Sherron Mills

Personal information
- Born: July 29, 1971 Salisbury, Maryland, U.S.
- Died: January 17, 2016 (aged 44) Baltimore, Maryland, U.S.
- Listed height: 6 ft 8 in (2.03 m)
- Listed weight: 220 lb (100 kg)

Career information
- High school: Snow Hill (Snow Hill, Maryland)
- College: Chowan (1989–1990); VCU (1990–1993);
- NBA draft: 1993: 2nd round, 29th overall pick
- Drafted by: Minnesota Timberwolves
- Playing career: 1993–2000
- Position: Power forward

Career history
- 1993–1995: BCM Gravelines
- 1995–1996: Cx Orologi Siena
- 1996–1997: Galatasaray
- 1998–1999: TDK Manresa
- 1999–2000: Tau Cerámica
- Stats at Basketball Reference

= Sherron Mills =

American basketball player (1971–2016)

Sherron Mills (July 29, 1971 – January 17, 2016) was an American basketball player from Salisbury, Maryland. A 6'9" forward, he played for Snow Hill High School, leading the team to the 1989 Maryland 1-A Boys Basketball State Championship.
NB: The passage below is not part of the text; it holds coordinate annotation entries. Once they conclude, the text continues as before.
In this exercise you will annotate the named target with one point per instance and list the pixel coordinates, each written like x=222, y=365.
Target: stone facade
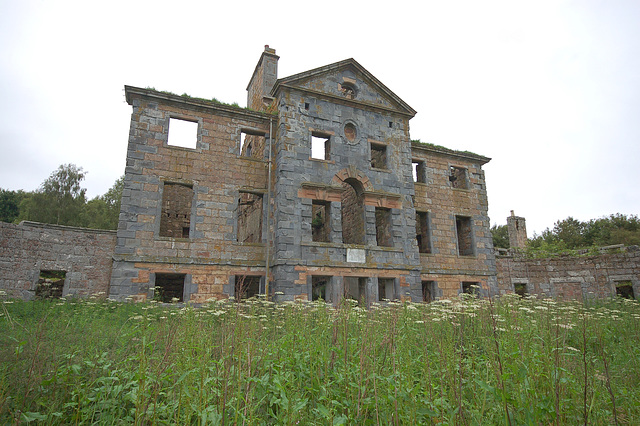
x=573, y=277
x=29, y=250
x=335, y=221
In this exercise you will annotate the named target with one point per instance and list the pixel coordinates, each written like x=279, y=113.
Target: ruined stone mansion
x=316, y=185
x=314, y=191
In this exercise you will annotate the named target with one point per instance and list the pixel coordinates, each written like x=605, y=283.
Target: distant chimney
x=262, y=80
x=517, y=231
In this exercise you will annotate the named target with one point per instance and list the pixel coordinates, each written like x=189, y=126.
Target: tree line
x=572, y=234
x=62, y=200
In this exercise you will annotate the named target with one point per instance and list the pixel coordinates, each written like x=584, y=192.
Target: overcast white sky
x=550, y=90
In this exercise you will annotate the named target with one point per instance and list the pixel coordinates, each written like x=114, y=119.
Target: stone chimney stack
x=262, y=80
x=517, y=231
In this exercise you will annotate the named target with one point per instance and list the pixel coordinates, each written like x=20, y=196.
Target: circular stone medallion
x=350, y=132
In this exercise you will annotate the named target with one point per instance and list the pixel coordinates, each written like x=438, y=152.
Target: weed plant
x=468, y=361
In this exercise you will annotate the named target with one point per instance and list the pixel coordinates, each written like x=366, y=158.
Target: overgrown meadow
x=506, y=361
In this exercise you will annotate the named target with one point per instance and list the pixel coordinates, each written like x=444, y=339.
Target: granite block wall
x=571, y=277
x=85, y=255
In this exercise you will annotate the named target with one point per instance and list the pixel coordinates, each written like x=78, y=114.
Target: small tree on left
x=59, y=200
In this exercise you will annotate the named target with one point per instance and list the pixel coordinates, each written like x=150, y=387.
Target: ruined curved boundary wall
x=85, y=255
x=571, y=277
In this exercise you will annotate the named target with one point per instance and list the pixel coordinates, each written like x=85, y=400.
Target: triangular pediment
x=347, y=80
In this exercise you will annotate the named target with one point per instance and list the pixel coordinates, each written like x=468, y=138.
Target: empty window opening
x=169, y=287
x=252, y=144
x=458, y=177
x=352, y=209
x=320, y=222
x=50, y=284
x=520, y=289
x=419, y=171
x=246, y=286
x=383, y=227
x=463, y=231
x=175, y=218
x=249, y=217
x=471, y=287
x=350, y=132
x=386, y=289
x=378, y=156
x=320, y=146
x=355, y=288
x=182, y=133
x=423, y=232
x=625, y=289
x=320, y=288
x=428, y=291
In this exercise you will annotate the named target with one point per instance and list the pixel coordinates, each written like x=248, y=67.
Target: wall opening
x=169, y=287
x=471, y=287
x=423, y=232
x=419, y=171
x=378, y=156
x=428, y=291
x=463, y=232
x=350, y=132
x=355, y=288
x=249, y=217
x=252, y=144
x=386, y=289
x=383, y=227
x=246, y=286
x=352, y=210
x=458, y=177
x=625, y=289
x=520, y=289
x=182, y=133
x=320, y=146
x=50, y=284
x=320, y=288
x=175, y=218
x=320, y=222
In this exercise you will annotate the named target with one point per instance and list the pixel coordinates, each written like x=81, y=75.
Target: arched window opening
x=352, y=212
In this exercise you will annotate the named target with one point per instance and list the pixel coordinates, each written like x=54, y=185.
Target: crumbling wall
x=175, y=217
x=571, y=277
x=27, y=249
x=352, y=215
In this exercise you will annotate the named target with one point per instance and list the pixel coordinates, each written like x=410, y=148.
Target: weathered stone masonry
x=249, y=199
x=571, y=277
x=345, y=222
x=84, y=255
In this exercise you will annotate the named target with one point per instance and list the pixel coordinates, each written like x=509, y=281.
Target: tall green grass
x=507, y=361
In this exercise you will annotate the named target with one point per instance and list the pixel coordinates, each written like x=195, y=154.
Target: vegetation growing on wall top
x=442, y=148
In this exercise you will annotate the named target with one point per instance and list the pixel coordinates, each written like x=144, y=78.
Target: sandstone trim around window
x=320, y=146
x=182, y=133
x=175, y=216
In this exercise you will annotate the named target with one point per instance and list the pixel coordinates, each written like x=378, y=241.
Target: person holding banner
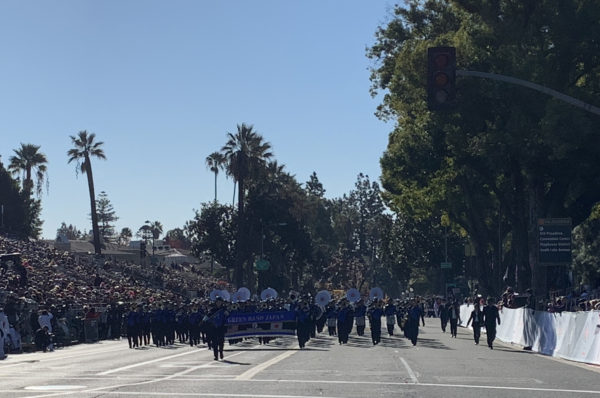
x=454, y=316
x=216, y=329
x=375, y=313
x=4, y=330
x=477, y=318
x=490, y=317
x=412, y=323
x=303, y=323
x=331, y=314
x=360, y=310
x=345, y=320
x=444, y=315
x=390, y=316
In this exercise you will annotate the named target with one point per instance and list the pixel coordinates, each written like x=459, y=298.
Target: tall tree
x=125, y=236
x=150, y=230
x=505, y=155
x=70, y=232
x=29, y=160
x=13, y=202
x=215, y=162
x=84, y=148
x=245, y=152
x=106, y=216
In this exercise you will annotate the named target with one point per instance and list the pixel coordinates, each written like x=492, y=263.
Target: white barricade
x=569, y=335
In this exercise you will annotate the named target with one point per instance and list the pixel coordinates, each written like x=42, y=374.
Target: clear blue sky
x=162, y=82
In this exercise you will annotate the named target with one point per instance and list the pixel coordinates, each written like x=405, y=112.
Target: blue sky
x=162, y=82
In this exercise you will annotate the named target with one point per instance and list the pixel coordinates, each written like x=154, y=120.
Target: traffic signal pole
x=534, y=86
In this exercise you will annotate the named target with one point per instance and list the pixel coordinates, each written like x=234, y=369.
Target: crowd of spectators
x=71, y=286
x=572, y=302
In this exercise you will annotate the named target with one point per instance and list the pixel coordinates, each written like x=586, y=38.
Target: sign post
x=554, y=241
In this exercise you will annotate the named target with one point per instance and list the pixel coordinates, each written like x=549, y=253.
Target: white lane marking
x=411, y=374
x=419, y=385
x=212, y=394
x=55, y=356
x=170, y=377
x=250, y=373
x=135, y=365
x=55, y=387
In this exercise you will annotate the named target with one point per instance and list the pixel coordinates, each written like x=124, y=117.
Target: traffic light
x=441, y=77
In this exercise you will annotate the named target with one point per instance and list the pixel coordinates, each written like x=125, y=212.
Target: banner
x=570, y=335
x=258, y=324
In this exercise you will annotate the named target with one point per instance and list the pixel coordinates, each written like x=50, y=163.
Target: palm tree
x=29, y=160
x=84, y=149
x=151, y=229
x=244, y=153
x=215, y=162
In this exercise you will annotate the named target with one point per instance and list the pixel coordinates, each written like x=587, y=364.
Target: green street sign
x=261, y=264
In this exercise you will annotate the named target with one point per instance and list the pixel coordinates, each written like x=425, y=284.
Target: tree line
x=505, y=156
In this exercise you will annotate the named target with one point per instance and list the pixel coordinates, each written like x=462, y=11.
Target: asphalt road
x=439, y=366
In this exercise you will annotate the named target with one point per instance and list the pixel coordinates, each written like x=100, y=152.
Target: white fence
x=569, y=335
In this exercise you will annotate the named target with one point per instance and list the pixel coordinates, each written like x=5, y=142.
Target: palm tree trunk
x=239, y=273
x=233, y=200
x=215, y=187
x=95, y=229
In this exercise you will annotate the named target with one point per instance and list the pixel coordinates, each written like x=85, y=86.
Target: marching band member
x=303, y=323
x=216, y=327
x=345, y=320
x=411, y=329
x=331, y=315
x=360, y=310
x=390, y=316
x=375, y=313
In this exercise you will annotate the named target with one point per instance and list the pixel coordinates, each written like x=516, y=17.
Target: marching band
x=206, y=321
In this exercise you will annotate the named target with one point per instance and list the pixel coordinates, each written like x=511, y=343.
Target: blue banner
x=268, y=323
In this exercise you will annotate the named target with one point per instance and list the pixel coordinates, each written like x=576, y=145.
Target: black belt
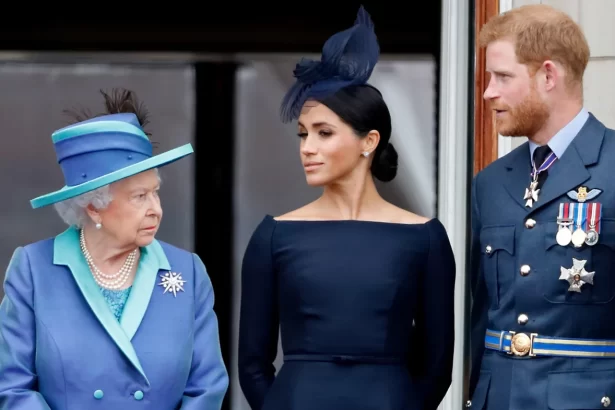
x=343, y=359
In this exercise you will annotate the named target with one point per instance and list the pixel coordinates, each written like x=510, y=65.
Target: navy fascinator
x=348, y=58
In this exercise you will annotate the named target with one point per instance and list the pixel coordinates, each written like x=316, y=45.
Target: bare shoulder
x=305, y=213
x=402, y=216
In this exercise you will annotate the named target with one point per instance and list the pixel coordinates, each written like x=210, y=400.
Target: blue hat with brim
x=103, y=150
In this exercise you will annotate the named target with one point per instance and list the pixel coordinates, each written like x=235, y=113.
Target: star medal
x=593, y=221
x=564, y=221
x=172, y=283
x=531, y=193
x=576, y=276
x=579, y=235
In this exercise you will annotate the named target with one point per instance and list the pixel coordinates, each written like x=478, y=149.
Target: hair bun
x=384, y=167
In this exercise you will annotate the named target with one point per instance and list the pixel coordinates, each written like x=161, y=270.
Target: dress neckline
x=347, y=221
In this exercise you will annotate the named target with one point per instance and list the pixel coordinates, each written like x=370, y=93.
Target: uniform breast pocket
x=498, y=260
x=599, y=259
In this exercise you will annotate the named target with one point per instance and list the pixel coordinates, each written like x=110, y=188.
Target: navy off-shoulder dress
x=365, y=311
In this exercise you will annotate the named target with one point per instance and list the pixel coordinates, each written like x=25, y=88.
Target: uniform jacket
x=516, y=266
x=61, y=348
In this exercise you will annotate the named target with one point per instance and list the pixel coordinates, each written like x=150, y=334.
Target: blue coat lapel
x=67, y=252
x=570, y=170
x=152, y=260
x=567, y=173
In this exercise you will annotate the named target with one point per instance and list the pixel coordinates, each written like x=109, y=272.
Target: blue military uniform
x=542, y=276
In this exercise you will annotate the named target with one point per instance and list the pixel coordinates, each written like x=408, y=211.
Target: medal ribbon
x=545, y=165
x=566, y=211
x=593, y=217
x=581, y=217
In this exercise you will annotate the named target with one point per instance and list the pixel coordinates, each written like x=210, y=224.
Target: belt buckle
x=522, y=344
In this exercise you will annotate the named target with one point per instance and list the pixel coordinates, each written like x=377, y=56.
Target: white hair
x=73, y=210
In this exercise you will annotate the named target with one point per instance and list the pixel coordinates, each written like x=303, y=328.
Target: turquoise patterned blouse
x=116, y=300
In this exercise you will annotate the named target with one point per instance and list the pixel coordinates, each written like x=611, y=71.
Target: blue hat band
x=83, y=168
x=93, y=155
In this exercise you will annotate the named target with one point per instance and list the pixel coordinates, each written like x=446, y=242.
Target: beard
x=523, y=120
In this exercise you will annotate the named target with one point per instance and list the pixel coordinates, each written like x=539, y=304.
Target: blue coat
x=535, y=343
x=61, y=348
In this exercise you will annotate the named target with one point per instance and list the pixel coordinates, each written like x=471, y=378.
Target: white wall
x=596, y=19
x=268, y=174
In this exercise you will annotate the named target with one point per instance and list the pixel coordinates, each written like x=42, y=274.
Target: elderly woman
x=104, y=315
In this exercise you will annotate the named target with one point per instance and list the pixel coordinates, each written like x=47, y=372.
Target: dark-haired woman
x=363, y=290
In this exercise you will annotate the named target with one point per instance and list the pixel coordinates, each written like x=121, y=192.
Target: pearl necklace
x=115, y=281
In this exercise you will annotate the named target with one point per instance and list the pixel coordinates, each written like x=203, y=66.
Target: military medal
x=576, y=276
x=531, y=193
x=593, y=222
x=579, y=235
x=564, y=221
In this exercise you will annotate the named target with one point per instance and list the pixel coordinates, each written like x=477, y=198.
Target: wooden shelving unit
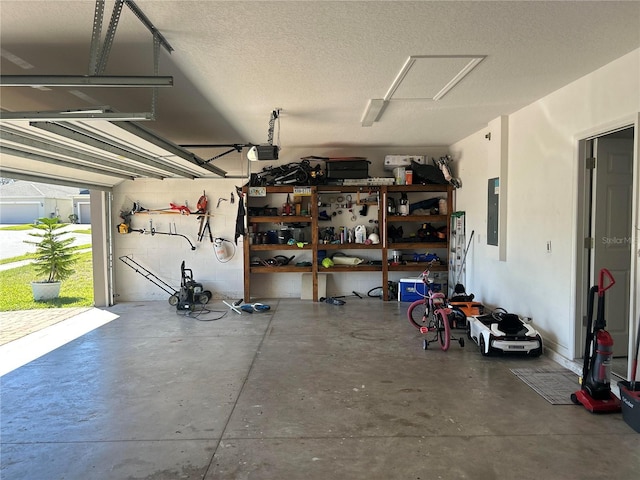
x=275, y=195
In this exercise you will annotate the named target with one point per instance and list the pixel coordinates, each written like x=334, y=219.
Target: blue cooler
x=412, y=289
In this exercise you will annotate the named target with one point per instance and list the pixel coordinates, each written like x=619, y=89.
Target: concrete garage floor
x=304, y=391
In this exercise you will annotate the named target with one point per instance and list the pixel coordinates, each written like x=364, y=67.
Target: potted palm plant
x=55, y=258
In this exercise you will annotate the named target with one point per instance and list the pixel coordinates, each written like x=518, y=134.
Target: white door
x=611, y=230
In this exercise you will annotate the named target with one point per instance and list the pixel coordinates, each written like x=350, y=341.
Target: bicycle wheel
x=443, y=329
x=418, y=314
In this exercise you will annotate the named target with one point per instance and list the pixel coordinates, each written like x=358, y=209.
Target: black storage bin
x=347, y=169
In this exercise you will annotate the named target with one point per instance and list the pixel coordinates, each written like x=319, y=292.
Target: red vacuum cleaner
x=595, y=392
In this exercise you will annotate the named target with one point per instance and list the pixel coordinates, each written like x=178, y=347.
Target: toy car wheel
x=482, y=345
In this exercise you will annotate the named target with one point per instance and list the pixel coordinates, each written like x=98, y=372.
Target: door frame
x=583, y=216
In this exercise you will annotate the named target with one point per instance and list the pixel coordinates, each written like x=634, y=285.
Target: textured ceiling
x=320, y=62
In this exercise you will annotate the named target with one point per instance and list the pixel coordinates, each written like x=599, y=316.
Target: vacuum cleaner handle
x=601, y=287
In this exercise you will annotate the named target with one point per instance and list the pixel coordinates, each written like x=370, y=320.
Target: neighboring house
x=23, y=202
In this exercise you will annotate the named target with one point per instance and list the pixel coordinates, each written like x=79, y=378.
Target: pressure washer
x=595, y=392
x=190, y=294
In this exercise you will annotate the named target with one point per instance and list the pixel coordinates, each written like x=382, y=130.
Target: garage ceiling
x=321, y=62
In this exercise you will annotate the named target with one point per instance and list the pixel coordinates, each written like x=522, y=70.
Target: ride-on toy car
x=503, y=332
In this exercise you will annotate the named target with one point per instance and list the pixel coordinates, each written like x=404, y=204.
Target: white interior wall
x=542, y=197
x=162, y=254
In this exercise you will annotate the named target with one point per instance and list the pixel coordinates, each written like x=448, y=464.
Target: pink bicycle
x=430, y=314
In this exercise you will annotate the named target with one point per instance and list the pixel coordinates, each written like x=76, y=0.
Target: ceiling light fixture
x=76, y=115
x=375, y=107
x=85, y=81
x=455, y=80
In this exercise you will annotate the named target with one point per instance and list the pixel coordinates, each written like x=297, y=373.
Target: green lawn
x=77, y=291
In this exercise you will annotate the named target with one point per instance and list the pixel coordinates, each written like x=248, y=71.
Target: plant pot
x=45, y=290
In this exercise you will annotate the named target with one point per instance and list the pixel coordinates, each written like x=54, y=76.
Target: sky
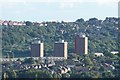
x=57, y=10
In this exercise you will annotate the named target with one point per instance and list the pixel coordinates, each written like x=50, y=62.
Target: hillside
x=102, y=35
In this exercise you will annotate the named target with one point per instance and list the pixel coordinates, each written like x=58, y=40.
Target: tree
x=28, y=23
x=28, y=61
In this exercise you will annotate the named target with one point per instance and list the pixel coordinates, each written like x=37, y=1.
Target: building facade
x=60, y=49
x=81, y=44
x=37, y=49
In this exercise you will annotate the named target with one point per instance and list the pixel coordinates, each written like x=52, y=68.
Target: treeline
x=102, y=34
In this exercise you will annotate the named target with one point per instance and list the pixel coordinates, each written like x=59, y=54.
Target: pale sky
x=57, y=10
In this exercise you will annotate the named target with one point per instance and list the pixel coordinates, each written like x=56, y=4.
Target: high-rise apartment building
x=37, y=49
x=81, y=44
x=60, y=49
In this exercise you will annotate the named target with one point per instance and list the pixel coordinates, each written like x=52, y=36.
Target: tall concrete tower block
x=81, y=44
x=37, y=49
x=61, y=49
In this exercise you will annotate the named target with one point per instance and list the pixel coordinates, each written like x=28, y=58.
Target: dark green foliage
x=102, y=35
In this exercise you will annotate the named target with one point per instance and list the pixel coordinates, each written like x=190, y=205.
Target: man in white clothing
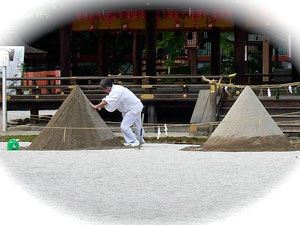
x=122, y=99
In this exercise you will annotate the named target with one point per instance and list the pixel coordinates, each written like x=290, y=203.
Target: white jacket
x=122, y=99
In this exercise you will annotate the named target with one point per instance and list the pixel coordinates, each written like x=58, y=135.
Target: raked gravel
x=156, y=185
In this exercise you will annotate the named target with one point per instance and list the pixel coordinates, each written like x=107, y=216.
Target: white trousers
x=132, y=119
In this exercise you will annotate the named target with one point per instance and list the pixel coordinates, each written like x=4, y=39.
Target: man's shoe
x=135, y=144
x=127, y=143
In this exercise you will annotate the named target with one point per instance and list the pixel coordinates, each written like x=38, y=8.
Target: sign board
x=4, y=57
x=15, y=65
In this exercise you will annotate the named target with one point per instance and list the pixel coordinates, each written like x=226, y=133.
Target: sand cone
x=75, y=126
x=247, y=127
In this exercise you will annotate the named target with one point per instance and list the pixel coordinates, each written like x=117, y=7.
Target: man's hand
x=92, y=105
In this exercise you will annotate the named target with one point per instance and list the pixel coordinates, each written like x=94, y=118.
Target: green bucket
x=13, y=145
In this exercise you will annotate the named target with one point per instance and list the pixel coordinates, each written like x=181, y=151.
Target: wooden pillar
x=276, y=58
x=151, y=57
x=75, y=53
x=266, y=58
x=151, y=43
x=193, y=60
x=240, y=41
x=151, y=113
x=215, y=62
x=65, y=52
x=293, y=48
x=102, y=53
x=34, y=116
x=137, y=56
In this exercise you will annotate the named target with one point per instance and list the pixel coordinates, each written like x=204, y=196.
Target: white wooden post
x=4, y=61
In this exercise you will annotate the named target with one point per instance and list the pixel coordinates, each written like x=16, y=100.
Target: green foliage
x=204, y=70
x=171, y=45
x=181, y=70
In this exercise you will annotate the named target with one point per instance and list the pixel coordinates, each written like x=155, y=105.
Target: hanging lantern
x=233, y=91
x=297, y=90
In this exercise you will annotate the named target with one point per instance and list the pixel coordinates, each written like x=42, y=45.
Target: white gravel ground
x=156, y=185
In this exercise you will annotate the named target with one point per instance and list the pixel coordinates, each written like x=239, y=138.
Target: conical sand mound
x=75, y=126
x=247, y=127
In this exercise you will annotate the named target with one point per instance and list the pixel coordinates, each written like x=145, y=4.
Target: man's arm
x=99, y=106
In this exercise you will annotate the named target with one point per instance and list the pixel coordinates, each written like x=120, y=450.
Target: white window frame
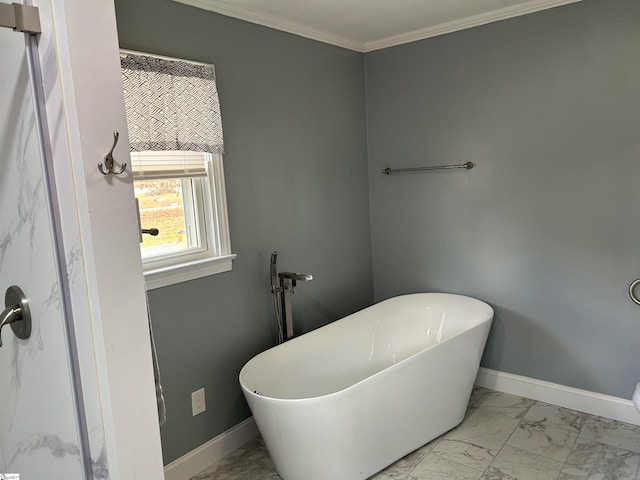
x=216, y=256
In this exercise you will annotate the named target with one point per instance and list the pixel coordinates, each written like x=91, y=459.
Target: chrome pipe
x=389, y=171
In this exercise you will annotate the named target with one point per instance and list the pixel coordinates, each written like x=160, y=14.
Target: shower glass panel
x=40, y=434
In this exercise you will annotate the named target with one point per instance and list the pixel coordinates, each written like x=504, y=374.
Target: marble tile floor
x=503, y=437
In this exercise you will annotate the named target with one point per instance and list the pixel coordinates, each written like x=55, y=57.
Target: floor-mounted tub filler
x=348, y=399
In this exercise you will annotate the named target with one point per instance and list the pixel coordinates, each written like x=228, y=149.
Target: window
x=175, y=133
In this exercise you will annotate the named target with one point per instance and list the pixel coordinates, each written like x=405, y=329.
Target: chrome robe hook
x=108, y=159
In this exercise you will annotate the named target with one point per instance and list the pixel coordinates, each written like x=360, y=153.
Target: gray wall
x=546, y=228
x=296, y=172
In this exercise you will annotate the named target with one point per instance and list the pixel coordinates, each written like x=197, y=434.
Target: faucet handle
x=303, y=277
x=17, y=313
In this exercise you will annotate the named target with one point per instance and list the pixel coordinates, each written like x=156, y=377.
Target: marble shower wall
x=38, y=423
He played college ball for Virginia Commonwealth University. He was drafted 29th overall in the 1993 NBA draft by the Minnesota Timberwolves. He did not make an NBA roster, but played professionally in Europe.

Playing in the Italian Serie A for Cx Orologi Siena during the 1995–96, he topped the league in rebounding.

Mills died at a hospital in Baltimore, Maryland from complications of amyotrophic lateral sclerosis (ALS) on January 17, 2016, at the age of 44.